Оба мужчины одновременно обернулись и увидели ее, стоявшей в дверях. Затем девушка неспешно приблизилась к ним и опустилась на край кровати Альберта. Ее взгляд скользнул по тесному помещению, красноречиво давая понять, что она думает о «гостеприимстве» Владимирских. Определенно, здешний совет был недоволен вторжением соседей на их станцию и всеми способами желал об этом напомнить.
— Если ты не против, я займу соседнюю, — произнесла она, обратившись к Альберту.
— Дорогая, когда я был против твоего присутствия? — врач тепло улыбнулся. — Надеюсь, долго мы здесь не задержимся. Я жаловался на свою комнатку, но эта попросту чудовищна… Стой, а ты будешь ночевать прямо здесь? Я имею ввиду, с нами, мужчинами?
— Получается, что так, — Эрика усмехнулась.
— Думаю, им нужно напомнить, что среди нас — женщина, — Лесков поднялся и уже хотел было направиться на поиски кого-то из отвечающих за их размещение, однако, едва он поравнялся с Эрикой, девушка задержала его, мягко ухватив за запястье.

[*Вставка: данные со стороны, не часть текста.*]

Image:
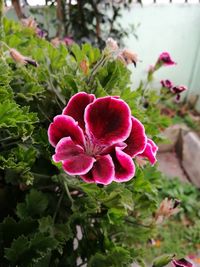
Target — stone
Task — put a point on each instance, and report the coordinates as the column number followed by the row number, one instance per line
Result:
column 169, row 164
column 191, row 157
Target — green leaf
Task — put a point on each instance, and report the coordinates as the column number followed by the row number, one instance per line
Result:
column 35, row 204
column 18, row 248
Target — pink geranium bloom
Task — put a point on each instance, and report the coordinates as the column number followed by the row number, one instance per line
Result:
column 150, row 151
column 182, row 263
column 177, row 90
column 68, row 41
column 97, row 139
column 165, row 59
column 167, row 84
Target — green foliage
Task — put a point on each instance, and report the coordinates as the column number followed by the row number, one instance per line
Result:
column 48, row 218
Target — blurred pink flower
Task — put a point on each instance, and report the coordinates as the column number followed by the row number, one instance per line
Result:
column 68, row 41
column 177, row 90
column 165, row 59
column 97, row 139
column 150, row 151
column 182, row 263
column 167, row 84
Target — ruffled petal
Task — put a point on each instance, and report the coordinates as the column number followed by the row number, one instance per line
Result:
column 64, row 126
column 137, row 139
column 102, row 171
column 108, row 120
column 76, row 107
column 150, row 152
column 124, row 166
column 182, row 263
column 73, row 157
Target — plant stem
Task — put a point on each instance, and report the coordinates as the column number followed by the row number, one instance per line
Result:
column 67, row 191
column 58, row 205
column 1, row 20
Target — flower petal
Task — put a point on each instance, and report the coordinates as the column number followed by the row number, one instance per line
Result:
column 64, row 126
column 150, row 152
column 102, row 171
column 137, row 139
column 76, row 107
column 108, row 120
column 73, row 157
column 182, row 263
column 124, row 166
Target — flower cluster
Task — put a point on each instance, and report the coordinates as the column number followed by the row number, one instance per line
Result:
column 125, row 55
column 19, row 58
column 32, row 24
column 167, row 208
column 175, row 90
column 98, row 138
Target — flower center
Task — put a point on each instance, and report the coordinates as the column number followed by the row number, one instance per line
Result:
column 92, row 148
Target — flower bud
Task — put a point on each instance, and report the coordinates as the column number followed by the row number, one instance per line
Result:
column 19, row 58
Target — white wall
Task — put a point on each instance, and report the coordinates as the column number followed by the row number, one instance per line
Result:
column 174, row 28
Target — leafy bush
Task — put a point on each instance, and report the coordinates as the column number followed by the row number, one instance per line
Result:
column 47, row 217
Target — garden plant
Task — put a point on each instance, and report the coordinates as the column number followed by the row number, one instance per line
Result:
column 78, row 179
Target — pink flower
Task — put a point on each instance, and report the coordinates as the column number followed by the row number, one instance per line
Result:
column 177, row 90
column 165, row 59
column 68, row 41
column 149, row 152
column 97, row 139
column 182, row 263
column 167, row 84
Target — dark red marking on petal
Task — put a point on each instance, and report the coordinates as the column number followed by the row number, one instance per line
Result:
column 124, row 166
column 76, row 107
column 137, row 139
column 64, row 126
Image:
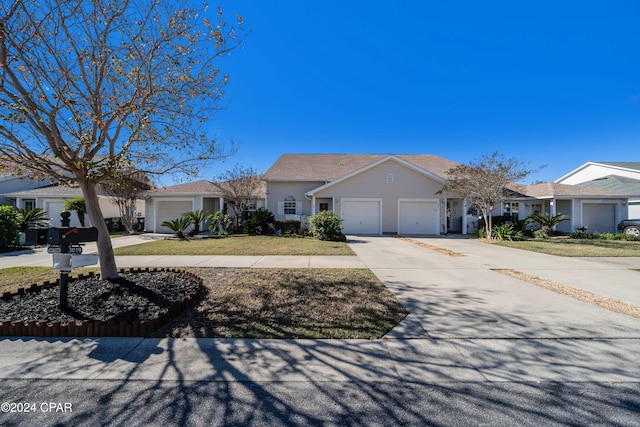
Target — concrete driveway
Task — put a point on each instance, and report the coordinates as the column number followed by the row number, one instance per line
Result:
column 466, row 297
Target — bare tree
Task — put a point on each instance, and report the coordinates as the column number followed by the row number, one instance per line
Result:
column 87, row 86
column 240, row 185
column 483, row 182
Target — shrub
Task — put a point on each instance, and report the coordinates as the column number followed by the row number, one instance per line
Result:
column 327, row 225
column 288, row 227
column 507, row 231
column 8, row 226
column 196, row 217
column 546, row 222
column 581, row 233
column 261, row 222
column 220, row 223
column 178, row 226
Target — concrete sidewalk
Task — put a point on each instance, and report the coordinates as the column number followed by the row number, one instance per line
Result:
column 467, row 323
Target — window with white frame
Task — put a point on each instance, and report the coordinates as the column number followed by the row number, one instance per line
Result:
column 289, row 205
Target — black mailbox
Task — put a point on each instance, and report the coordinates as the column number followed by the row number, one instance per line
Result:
column 60, row 236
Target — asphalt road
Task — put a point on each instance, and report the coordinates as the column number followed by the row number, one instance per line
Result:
column 145, row 403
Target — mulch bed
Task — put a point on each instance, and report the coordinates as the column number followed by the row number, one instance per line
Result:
column 138, row 297
column 208, row 303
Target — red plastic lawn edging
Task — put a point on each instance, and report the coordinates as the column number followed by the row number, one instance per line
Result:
column 95, row 328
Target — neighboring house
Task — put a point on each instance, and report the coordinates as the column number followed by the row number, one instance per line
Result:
column 619, row 177
column 169, row 203
column 11, row 183
column 52, row 198
column 400, row 194
column 596, row 209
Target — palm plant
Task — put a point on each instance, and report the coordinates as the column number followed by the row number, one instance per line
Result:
column 196, row 217
column 178, row 226
column 35, row 216
column 546, row 221
column 219, row 223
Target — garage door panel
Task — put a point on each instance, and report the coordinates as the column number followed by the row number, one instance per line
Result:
column 599, row 217
column 170, row 210
column 419, row 217
column 361, row 217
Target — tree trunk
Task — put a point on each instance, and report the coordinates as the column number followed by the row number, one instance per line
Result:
column 487, row 222
column 108, row 268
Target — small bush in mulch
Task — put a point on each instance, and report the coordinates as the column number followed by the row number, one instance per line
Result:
column 136, row 296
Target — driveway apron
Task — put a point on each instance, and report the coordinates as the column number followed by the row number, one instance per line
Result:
column 466, row 297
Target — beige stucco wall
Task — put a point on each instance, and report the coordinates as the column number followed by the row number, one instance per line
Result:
column 278, row 190
column 372, row 183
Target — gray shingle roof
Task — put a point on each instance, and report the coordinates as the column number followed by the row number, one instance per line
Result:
column 51, row 191
column 619, row 184
column 552, row 189
column 626, row 165
column 328, row 167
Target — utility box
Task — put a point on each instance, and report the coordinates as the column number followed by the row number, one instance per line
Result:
column 61, row 236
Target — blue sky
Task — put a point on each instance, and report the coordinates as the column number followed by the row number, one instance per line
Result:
column 555, row 83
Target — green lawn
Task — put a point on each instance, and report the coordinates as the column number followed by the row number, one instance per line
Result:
column 269, row 303
column 13, row 278
column 245, row 245
column 579, row 247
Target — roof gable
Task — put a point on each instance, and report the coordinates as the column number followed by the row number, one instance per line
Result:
column 330, row 167
column 615, row 183
column 632, row 168
column 196, row 187
column 547, row 190
column 388, row 158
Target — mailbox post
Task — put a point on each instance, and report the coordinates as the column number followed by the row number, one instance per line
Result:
column 64, row 243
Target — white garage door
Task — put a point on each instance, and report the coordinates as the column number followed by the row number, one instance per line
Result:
column 170, row 210
column 600, row 217
column 361, row 216
column 418, row 217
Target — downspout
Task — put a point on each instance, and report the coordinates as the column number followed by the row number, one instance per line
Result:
column 464, row 216
column 313, row 203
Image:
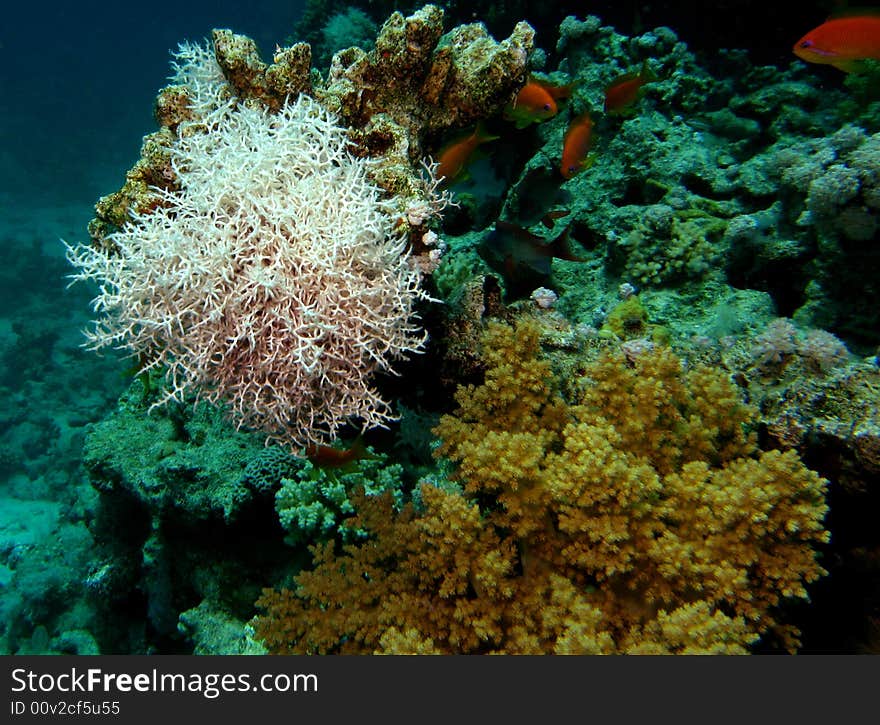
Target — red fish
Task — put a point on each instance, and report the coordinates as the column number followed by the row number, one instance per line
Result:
column 622, row 93
column 536, row 102
column 454, row 157
column 331, row 457
column 842, row 41
column 576, row 146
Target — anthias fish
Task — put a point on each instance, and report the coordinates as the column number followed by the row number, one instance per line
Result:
column 332, row 457
column 536, row 102
column 623, row 92
column 454, row 156
column 842, row 41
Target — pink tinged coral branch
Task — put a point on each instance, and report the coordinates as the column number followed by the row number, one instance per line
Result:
column 268, row 278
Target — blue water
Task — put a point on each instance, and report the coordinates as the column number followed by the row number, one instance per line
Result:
column 78, row 83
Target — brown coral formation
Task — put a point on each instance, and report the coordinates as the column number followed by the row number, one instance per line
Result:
column 398, row 101
column 641, row 518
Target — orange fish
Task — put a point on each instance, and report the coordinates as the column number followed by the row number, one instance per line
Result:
column 332, row 457
column 576, row 146
column 842, row 41
column 454, row 157
column 624, row 91
column 536, row 102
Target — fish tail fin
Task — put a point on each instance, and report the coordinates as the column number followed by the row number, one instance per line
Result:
column 482, row 135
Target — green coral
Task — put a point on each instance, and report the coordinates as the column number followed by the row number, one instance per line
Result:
column 314, row 501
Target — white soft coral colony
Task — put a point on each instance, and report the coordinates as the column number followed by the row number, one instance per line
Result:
column 270, row 278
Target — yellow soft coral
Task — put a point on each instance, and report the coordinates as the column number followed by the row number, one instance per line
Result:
column 639, row 518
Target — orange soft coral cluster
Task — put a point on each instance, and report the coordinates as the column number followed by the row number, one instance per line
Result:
column 641, row 518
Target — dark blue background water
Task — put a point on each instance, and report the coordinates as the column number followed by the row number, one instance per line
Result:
column 78, row 81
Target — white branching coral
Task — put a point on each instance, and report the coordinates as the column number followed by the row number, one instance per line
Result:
column 269, row 278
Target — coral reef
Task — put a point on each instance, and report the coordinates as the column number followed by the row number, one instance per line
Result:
column 641, row 518
column 272, row 279
column 313, row 502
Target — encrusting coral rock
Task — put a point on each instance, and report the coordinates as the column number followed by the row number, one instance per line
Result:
column 269, row 277
column 642, row 518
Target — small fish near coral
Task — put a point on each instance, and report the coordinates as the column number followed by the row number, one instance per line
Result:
column 843, row 41
column 454, row 157
column 536, row 102
column 576, row 146
column 523, row 258
column 332, row 457
column 622, row 94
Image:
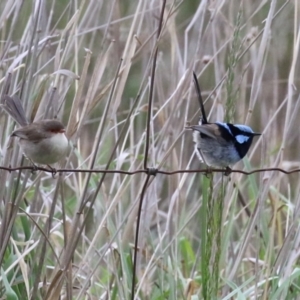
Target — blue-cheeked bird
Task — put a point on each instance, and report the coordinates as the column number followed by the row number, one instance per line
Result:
column 220, row 144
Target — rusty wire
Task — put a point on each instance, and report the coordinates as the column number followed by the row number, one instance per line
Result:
column 152, row 171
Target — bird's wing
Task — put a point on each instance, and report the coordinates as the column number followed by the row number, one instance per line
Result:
column 29, row 131
column 211, row 130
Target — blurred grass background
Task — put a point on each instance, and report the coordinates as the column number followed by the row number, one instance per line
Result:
column 89, row 64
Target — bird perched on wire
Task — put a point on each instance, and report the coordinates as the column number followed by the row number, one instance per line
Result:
column 220, row 144
column 43, row 142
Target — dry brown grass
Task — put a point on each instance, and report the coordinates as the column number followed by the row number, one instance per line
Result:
column 89, row 64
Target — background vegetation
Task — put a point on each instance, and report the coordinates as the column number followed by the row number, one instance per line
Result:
column 71, row 235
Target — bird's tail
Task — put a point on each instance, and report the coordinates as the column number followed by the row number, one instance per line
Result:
column 13, row 106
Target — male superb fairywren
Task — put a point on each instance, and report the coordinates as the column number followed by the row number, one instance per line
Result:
column 220, row 144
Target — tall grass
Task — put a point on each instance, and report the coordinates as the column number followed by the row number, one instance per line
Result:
column 107, row 71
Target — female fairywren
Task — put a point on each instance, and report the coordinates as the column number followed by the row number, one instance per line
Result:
column 220, row 144
column 44, row 141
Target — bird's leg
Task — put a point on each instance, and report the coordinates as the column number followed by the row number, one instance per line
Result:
column 228, row 171
column 53, row 171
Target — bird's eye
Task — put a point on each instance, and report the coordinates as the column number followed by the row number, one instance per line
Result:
column 242, row 138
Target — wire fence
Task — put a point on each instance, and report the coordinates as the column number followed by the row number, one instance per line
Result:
column 150, row 171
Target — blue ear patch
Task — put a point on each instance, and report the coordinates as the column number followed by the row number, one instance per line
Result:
column 225, row 126
column 244, row 128
column 242, row 138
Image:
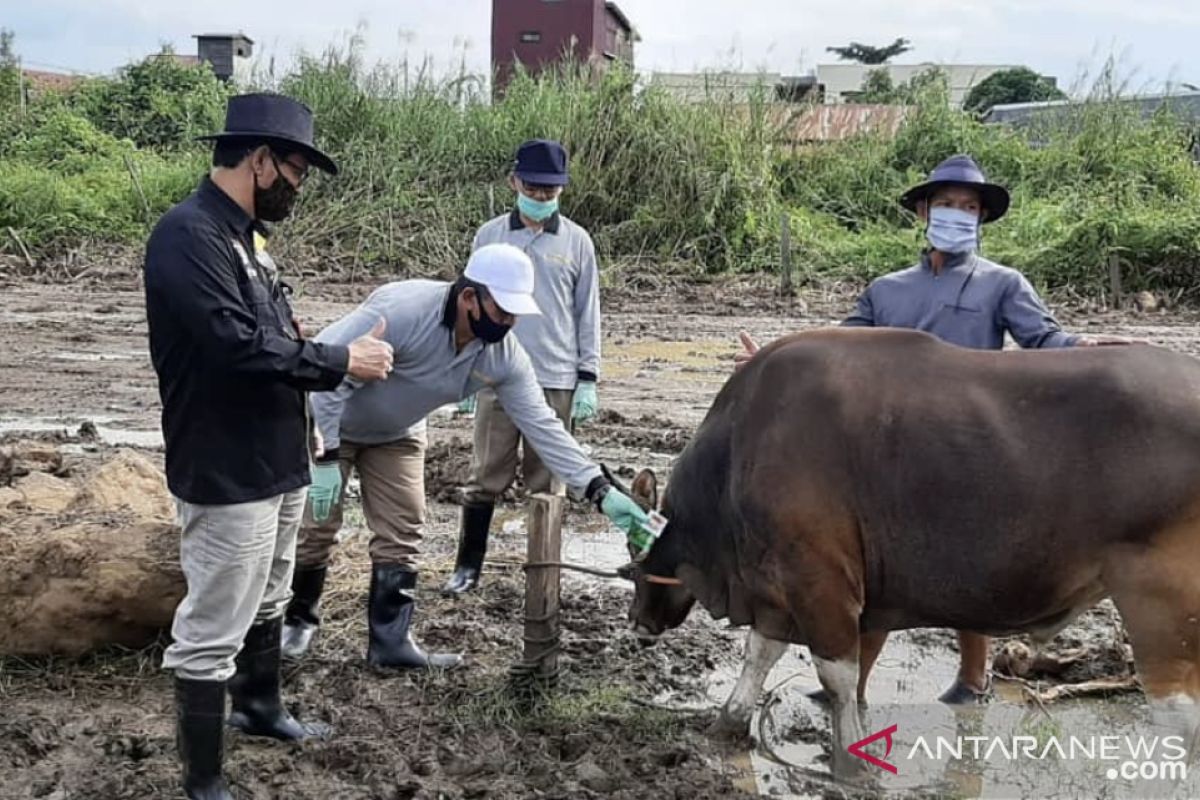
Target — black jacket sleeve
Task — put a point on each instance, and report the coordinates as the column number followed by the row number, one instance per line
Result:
column 198, row 280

— Не нужно, — произнесла она. — Я — единственная женщина в нашей компании, поэтому требовать для меня отдельную комнату будет уже дерзостью. Они и так нам не рады, так что как-нибудь переживу это неудобство.
Но в тот же миг, словно вспомнив о том, что она до сих пор не включила «режим стервы», девушка поспешно отдернула руку и уже с вызовом поинтересовалась:
— Или это вам неудобно — спать со мной в одном помещении? Не волнуйтесь, я уже видела вас без одежды…
Эта фраза заставила Лескова тут же вернуться на место. Впервые он не нашелся, что на подобное ответить и сейчас откровенно жалел, что вызвался добывать для этой стервы личные покои. Радовало то, что хотя бы Вайнштейн оказался тактичным и сделал вид, что не заметил неловкости друга. Затем врач поспешно прервал возникшую паузу, снова заговорив о полукровке.